On 26 April 2010 22:29, Richard Boulton <[email protected]> wrote:
> PDFs vary massively in how hard it is to automatically extract
> structure from them. I've been playing with this quite a bit lately
> (really must write a blog post about it soon, and document some sample
> code I've been working on). Meanwhile, if you can point me at a few
> example PDFs and tell me what you'd like to automatically extract from
> them, I'd be happy to have a good go at them.
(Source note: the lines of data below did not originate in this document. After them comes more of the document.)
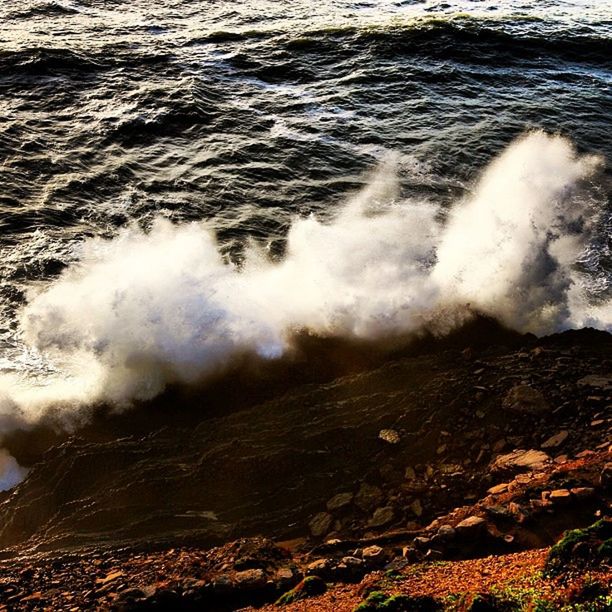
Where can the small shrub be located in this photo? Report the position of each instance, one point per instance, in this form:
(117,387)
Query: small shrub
(380,602)
(309,587)
(594,548)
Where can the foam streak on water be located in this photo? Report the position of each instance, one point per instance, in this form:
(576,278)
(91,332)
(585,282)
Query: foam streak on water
(143,310)
(176,180)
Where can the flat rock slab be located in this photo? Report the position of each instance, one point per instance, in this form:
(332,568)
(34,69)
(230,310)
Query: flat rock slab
(599,382)
(520,461)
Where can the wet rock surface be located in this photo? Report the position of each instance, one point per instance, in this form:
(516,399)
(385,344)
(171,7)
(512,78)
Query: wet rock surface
(464,478)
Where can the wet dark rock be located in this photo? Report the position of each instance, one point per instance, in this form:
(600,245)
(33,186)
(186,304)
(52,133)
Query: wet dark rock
(381,517)
(525,399)
(320,524)
(339,501)
(471,527)
(519,461)
(368,497)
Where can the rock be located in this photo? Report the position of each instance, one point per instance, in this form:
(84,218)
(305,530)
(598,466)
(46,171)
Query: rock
(368,497)
(381,517)
(222,584)
(446,533)
(320,524)
(337,502)
(583,492)
(250,579)
(320,567)
(417,507)
(526,400)
(499,446)
(285,577)
(599,382)
(350,567)
(373,555)
(520,461)
(309,587)
(605,477)
(433,555)
(560,496)
(421,543)
(556,440)
(451,468)
(389,435)
(497,489)
(471,526)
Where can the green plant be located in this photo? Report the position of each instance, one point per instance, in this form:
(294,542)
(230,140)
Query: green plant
(309,587)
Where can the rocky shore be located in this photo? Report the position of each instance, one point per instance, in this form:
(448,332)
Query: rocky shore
(441,479)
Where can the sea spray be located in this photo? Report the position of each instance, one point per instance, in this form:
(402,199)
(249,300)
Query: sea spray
(147,309)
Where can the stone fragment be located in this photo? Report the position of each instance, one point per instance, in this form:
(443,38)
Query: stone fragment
(389,435)
(368,497)
(339,501)
(446,533)
(373,554)
(520,461)
(471,526)
(556,440)
(582,492)
(499,446)
(526,400)
(560,496)
(451,468)
(421,543)
(320,524)
(417,507)
(381,517)
(250,579)
(320,567)
(497,489)
(599,382)
(605,477)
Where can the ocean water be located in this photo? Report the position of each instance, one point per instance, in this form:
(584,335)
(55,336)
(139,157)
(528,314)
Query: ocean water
(185,182)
Hmm - I found the PDFs via Francis' blog post. The offical draft is
reasonably managable, and I reckon a couple of hours of work could
pull out the sections of text, with the footnotes attached to the
appropriate sections.
Unfortunately, the leaked draft is just a set of scanned images copied
into PDF form, with no attached text version. This means that any
automated analysis is going to have to start by OCRing the text (which
might be a hard job in itself, since much of the text is in fuzzy grey
with a heavy "watermark" ("EU and member states") across the
background. Once you've OCRed it, it would be a case of writing some
rules to determine where footnotes start on the page, and to look for
the cross references. An interesting project, but probably much more
suitable for crowdsourcing (or just sitting at a computer for a couple
of days to type it all in).
Once you have the two documents, I assume you'd want, for each piece
of text marked by a footnote in the official document, to find similar
sections in the leaked document, and the footnotes from those pieces
of text. This could probably done with a fair degree of success by a
standard text similarity search algorithm (and then checked manually).